I am given the problem,
For a distribution function $F$, we define $F^{-1}: [0,1] \to \mathbb{R}$, where $F^{-1}(x)=\inf \{y \in \mathbb{R}: F(y) \geq x\}$. Show $F^{-1}$ is right-continuous.
I know $F: \mathbb{R} \to [0,1]$ is a right-continuous, non-decreasing function s.t. $\lim_{x \to \infty}F(x)=1$ and $\lim_{x \to -\infty}F(x)=0$.
To show right-continuous, I want that $\lim_{y \downarrow x}F^{-1}(y)=F^{-1}(x).$
Best Answer
As defined $F^{-1}$ actually must be left-continuous.

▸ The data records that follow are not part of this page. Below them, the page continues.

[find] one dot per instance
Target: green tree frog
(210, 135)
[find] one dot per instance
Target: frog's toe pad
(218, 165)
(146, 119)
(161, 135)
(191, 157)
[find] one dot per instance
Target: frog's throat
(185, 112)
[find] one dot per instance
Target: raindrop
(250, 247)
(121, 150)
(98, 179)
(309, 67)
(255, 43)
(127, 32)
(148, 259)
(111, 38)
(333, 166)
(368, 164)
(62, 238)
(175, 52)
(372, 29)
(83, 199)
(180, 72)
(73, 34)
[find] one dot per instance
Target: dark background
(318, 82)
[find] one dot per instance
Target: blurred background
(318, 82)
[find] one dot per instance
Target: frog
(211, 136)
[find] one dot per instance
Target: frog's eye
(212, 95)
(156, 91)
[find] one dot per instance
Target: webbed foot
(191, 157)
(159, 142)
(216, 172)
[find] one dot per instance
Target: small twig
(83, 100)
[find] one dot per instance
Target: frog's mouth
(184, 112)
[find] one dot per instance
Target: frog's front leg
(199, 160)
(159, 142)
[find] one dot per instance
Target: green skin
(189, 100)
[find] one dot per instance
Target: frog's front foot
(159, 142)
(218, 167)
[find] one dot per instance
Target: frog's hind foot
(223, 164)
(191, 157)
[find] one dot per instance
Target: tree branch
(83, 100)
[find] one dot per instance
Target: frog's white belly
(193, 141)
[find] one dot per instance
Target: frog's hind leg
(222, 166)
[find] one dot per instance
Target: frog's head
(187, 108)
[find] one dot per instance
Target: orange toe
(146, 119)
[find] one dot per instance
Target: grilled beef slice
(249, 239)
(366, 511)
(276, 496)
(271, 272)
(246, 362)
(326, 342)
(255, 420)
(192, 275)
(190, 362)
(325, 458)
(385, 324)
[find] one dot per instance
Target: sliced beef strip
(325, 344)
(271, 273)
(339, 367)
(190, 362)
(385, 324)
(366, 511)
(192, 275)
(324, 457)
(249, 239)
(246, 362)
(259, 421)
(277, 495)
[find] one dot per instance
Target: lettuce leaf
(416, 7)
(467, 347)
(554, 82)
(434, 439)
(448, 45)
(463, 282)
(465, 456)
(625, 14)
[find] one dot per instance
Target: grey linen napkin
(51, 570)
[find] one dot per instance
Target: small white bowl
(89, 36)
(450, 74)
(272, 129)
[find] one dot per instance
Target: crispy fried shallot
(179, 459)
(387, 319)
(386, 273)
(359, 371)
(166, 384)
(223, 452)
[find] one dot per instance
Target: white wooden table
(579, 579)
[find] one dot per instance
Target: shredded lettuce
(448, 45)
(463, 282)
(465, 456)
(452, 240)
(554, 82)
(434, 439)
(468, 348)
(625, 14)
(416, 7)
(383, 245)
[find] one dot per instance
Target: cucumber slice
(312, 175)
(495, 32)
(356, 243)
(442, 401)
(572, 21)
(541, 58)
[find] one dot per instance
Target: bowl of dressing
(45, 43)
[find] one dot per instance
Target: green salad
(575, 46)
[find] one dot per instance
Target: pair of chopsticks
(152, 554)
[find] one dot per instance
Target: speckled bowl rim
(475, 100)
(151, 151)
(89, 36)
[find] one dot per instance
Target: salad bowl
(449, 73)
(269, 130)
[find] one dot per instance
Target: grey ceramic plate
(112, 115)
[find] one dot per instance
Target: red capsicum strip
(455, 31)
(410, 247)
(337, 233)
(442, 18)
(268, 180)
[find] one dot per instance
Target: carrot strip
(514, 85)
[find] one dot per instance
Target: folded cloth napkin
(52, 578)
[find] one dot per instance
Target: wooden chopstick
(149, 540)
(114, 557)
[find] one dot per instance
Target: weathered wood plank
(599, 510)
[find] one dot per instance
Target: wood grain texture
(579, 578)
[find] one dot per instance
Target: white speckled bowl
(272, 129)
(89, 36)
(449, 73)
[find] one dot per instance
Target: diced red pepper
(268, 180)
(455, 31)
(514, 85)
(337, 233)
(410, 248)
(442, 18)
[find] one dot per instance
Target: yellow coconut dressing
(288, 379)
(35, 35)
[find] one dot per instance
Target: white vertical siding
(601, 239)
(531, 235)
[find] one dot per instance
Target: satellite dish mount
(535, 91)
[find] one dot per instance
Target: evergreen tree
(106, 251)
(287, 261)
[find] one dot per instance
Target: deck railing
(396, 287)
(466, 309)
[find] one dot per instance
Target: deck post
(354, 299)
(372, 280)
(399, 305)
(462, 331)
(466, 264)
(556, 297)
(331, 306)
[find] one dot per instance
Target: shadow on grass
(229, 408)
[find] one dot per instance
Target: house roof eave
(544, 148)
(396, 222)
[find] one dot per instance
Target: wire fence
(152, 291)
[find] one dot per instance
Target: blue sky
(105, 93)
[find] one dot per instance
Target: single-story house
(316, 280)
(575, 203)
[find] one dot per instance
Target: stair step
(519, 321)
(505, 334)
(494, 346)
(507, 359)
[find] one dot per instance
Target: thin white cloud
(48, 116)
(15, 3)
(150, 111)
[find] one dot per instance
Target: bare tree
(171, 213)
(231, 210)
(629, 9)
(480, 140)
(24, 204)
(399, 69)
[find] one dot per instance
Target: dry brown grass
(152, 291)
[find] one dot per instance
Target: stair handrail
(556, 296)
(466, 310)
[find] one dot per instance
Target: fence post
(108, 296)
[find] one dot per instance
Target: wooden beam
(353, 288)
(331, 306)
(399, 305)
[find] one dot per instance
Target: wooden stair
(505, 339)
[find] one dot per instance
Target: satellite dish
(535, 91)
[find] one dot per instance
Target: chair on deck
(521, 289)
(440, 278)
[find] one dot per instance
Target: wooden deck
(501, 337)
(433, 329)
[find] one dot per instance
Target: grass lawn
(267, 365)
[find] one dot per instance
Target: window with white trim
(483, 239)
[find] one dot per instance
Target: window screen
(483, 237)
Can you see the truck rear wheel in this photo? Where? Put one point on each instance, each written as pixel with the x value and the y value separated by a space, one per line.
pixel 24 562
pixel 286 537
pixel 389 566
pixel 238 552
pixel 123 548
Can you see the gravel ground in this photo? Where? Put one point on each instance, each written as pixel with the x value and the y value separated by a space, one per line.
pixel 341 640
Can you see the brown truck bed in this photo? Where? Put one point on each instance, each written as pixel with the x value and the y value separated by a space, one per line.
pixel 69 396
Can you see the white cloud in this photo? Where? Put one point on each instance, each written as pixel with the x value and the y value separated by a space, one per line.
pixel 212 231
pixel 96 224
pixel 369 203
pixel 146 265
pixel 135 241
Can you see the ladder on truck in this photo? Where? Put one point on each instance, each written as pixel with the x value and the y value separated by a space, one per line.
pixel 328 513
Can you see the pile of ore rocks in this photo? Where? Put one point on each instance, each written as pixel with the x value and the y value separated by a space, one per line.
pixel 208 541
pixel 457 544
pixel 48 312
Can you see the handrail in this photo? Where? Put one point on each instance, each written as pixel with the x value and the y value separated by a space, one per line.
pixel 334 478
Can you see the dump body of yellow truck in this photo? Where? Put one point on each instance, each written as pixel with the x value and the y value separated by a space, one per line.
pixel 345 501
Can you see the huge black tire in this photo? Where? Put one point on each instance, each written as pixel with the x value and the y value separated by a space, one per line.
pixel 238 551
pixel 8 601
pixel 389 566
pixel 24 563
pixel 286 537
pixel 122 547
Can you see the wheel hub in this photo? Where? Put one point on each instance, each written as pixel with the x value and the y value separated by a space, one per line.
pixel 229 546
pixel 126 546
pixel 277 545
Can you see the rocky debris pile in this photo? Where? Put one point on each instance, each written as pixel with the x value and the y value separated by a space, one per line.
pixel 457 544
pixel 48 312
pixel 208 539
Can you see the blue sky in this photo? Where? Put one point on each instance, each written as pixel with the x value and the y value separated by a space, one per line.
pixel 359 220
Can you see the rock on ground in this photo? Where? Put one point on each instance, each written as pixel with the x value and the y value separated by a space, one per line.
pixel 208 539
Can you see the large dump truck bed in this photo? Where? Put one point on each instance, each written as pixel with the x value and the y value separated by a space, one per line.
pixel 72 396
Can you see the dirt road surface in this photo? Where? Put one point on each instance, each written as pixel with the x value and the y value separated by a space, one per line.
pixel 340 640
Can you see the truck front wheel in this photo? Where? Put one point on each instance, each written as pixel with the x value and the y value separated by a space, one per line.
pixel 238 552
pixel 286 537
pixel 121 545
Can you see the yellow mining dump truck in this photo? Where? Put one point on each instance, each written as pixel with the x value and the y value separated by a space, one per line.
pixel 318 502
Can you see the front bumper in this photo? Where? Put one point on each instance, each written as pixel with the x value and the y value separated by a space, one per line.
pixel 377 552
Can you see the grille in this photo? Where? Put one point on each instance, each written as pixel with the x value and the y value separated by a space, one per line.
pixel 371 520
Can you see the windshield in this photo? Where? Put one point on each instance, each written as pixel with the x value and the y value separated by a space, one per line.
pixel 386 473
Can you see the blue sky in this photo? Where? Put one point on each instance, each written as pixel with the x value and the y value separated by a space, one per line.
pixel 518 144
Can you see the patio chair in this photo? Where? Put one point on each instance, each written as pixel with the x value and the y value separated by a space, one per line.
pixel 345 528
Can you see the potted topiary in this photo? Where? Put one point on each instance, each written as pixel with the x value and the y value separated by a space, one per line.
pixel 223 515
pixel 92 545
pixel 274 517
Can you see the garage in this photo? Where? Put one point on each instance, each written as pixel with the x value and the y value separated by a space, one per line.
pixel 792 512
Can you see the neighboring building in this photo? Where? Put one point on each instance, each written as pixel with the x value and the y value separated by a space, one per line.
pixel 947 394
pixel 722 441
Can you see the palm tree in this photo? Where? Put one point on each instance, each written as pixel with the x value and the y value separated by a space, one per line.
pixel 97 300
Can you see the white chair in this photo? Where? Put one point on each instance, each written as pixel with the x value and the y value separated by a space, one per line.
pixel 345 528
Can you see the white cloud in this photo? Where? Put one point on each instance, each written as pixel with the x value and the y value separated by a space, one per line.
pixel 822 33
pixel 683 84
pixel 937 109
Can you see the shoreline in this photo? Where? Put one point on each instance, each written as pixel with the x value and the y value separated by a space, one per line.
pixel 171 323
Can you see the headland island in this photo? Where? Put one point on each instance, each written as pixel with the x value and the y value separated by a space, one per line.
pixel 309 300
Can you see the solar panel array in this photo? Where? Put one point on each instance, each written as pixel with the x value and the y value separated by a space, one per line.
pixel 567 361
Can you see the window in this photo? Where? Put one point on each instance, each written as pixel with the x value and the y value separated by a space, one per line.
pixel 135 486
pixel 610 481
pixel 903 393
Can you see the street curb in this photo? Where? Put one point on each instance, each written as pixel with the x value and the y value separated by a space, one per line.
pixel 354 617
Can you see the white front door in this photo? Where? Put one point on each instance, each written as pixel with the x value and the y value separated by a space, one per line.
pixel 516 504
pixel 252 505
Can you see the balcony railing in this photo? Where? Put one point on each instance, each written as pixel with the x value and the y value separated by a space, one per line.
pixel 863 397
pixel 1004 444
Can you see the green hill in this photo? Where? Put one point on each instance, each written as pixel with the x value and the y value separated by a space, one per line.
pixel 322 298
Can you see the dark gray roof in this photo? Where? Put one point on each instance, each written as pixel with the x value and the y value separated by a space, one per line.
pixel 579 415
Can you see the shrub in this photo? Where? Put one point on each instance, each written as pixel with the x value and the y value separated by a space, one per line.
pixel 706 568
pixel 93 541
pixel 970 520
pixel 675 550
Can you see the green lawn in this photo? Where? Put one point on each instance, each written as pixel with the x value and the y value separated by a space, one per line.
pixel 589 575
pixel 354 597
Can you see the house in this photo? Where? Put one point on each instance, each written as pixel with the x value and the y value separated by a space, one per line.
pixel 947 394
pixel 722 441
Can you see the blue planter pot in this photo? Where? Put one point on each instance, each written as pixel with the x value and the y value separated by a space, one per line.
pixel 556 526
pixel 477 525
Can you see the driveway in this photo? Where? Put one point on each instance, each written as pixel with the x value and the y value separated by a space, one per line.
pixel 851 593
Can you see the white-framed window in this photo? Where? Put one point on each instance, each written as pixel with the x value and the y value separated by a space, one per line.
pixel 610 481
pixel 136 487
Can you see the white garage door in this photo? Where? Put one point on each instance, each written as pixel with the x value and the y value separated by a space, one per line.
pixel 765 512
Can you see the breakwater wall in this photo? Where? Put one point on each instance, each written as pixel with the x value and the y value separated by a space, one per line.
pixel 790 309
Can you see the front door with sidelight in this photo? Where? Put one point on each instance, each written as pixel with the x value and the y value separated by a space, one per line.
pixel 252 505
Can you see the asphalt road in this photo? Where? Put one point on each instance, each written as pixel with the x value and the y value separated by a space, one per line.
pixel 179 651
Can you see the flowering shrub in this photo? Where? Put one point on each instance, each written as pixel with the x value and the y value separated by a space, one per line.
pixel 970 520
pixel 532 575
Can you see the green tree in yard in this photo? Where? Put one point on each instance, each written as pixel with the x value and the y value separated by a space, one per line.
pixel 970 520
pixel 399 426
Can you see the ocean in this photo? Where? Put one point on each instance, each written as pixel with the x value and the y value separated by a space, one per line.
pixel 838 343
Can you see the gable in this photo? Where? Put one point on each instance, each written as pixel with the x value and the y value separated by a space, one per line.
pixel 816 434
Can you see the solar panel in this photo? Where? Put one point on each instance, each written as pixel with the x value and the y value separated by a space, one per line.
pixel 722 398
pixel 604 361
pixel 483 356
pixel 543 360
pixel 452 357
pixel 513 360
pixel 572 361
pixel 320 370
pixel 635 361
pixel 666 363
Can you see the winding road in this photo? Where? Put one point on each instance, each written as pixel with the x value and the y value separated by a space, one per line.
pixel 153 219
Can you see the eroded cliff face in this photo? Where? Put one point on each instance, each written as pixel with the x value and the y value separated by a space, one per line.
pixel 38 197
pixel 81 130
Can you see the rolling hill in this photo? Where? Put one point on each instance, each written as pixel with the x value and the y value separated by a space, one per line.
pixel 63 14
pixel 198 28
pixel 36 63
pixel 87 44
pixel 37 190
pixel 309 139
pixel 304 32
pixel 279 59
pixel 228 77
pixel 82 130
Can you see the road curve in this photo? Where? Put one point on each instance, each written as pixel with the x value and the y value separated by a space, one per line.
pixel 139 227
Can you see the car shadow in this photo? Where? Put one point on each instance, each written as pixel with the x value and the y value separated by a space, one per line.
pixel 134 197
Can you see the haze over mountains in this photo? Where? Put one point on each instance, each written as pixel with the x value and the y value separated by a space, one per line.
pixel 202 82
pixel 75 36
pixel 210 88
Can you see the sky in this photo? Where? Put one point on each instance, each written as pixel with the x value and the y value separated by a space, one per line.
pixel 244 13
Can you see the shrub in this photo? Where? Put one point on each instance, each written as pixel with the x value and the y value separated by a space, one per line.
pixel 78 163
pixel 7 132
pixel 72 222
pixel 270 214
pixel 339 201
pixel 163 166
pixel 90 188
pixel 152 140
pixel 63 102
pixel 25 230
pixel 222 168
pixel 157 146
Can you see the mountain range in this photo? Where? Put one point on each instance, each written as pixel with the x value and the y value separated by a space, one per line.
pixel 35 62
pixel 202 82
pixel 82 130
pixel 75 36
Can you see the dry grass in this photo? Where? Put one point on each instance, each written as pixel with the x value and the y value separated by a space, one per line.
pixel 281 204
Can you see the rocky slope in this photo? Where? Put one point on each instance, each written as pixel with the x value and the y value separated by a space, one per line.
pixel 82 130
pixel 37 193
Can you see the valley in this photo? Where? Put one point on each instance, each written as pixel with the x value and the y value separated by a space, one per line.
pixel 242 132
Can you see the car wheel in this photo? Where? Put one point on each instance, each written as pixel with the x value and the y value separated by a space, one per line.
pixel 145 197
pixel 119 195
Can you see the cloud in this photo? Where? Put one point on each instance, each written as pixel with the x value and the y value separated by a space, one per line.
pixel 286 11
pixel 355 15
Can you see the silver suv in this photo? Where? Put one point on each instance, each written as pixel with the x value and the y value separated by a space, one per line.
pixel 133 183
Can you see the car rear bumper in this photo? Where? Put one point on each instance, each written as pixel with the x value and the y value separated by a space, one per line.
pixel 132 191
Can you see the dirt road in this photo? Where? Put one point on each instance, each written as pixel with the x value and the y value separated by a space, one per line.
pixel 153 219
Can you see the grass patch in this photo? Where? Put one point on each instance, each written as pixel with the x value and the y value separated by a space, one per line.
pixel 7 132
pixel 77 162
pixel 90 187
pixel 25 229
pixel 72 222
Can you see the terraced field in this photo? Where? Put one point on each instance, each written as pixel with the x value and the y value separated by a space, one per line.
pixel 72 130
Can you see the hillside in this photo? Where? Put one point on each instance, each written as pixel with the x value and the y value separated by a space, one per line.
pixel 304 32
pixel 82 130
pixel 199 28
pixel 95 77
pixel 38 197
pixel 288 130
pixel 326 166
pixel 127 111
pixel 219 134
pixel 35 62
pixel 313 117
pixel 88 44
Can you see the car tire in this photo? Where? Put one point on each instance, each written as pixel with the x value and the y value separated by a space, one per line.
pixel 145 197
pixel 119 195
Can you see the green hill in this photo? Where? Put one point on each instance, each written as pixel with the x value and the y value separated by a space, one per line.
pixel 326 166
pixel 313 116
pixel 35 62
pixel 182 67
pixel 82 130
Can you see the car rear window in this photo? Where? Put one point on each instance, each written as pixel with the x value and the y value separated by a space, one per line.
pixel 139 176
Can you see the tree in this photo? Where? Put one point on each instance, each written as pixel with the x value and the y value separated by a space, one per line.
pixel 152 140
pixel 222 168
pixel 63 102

Fix $a \in (0,1]$ and consider a sequence $x_n \uparrow a$. Since $F^{-1}$ is nondecreasing it follows that
$$y_n =F^{-1}(x_n) \uparrow y \leqslant F^{-1}(a)$$
For any $\epsilon > 0$, we have $F(y_n - \epsilon) < x_n \leqslant F(y_n + \epsilon) $.
Now suppose $y < F^{-1}(a)$. Taking $\epsilon = (F^{-1}(a)-y)/2$ we get
$$x_n \leqslant F(y_n+ \epsilon) \leqslant F(F^{-1}(a) + \epsilon) < a,$$ since $y_n\leq F^{-1}(a)$
which implies the contradiction $x_n \uparrow a < a$.